Sintra was perhaps the coolest of our experiences. The castle was interesting, but the walk up to the height cross took us into the clouds. My ears popped as we walked up the winding passage ways. The view was amazing, but perhaps the video speaks for itself. (Sorry, it costs $60 to add video, I promise to show you when we get home or you can see it via Instagram )
There is so much colour on the streets of Lisbon. The streets are all neutrals–typically at least three shades–but the houses are coated in bright plaster or decorated in patterned tiles from street to roof. There is little other decoration on the houses. Mostly just one pattern of tile or one bright colour. Joyful elegance.
There is lots to love about Lisbon: the constant surprise of steep elevation in the streets; the vintage trams that people run up to and jump on the doorway, holding on for a couple streets before jumping off again; the local markets that overflow with fresh seafood (we bought two large pieces of tuna belly for 5 eu), veggies, and bouquets of herbs (we bought a huge bag sized bundle of mint for 1 eu); the local boutiques that offer bespoke clothing; the waterfront that features cheap and quick service to the points along the river (1.20 eu and service every 10 mins); the restoration of buildings–a local shop has a baroque interior original to the building; the people walk slowly, sit in public squares without food or coffee and chat with friends, and they are kind and helpful and interject when waiters don’t quite understand why you don’t want bread and slowly pronounce the Portuguese word for lupini beans; and generally, it feels very relaxed. Lisbon has its own elegance that does not need comparisons to other European cities (I loathe it when cities are compared to Paris, as if Paris is only elegant European capital).
This character from Wim Wender’s A Lisbon Story moves through some of the sounds of Lisbon:
Yesterday we took the ferry across to Almada. It was a quick 10 minute voyage that offered a beautiful view of the city. We walked through abandoned warehouses, took an elevator up the side of the rock, visited an art gallery, and took a short pilgrimage to visit Christo Rei. The temperature was at least 35 celsius yesterday, and so the uphill walk was gruelling. The visit to the top of the structure was well worth it. After the walk we were both ready for dinner on the shoreline at Porto Final. The slow service gave us time to rehydrate and relax, and enjoy the view of the sun moving across the surface of the water.
Our Lisbon apartment is located in the old town, and it just might be our favourite rental yet! Which is super as we’ve spent a lot of time indoors because I’ve been feeling sick. Being sick on vacation is the worst. I remembered Bri of DesignLoveFest’s experience of being ill on vacation. I guess sick happens.

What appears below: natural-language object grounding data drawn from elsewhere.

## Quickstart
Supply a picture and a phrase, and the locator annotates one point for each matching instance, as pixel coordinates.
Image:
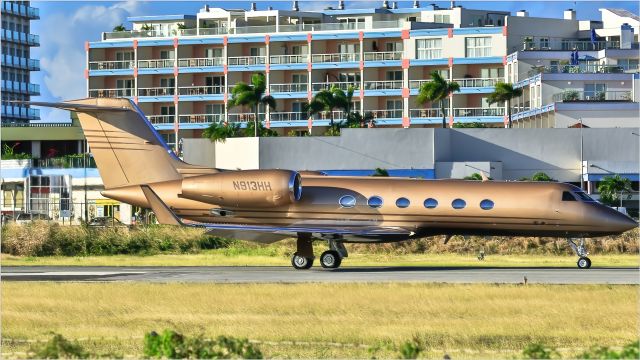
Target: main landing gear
(580, 249)
(303, 258)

Our neighbourhood is wonderful. At the end of our steep, narrow, and pedestrian only street is a restaurant called Zapata. Zapata has a tiny window full of seafood: barnacles, octopus, squid, clams, etc. The service is a little slow, but the portion size and the price is amazing.
About a block away is lovely Italian ice cream, Nannarella, that has a basil ice cream, cream ice cream, and a milk flavoured ice cream in addition to vanilla. Cream or nata flavour seems to be very popular.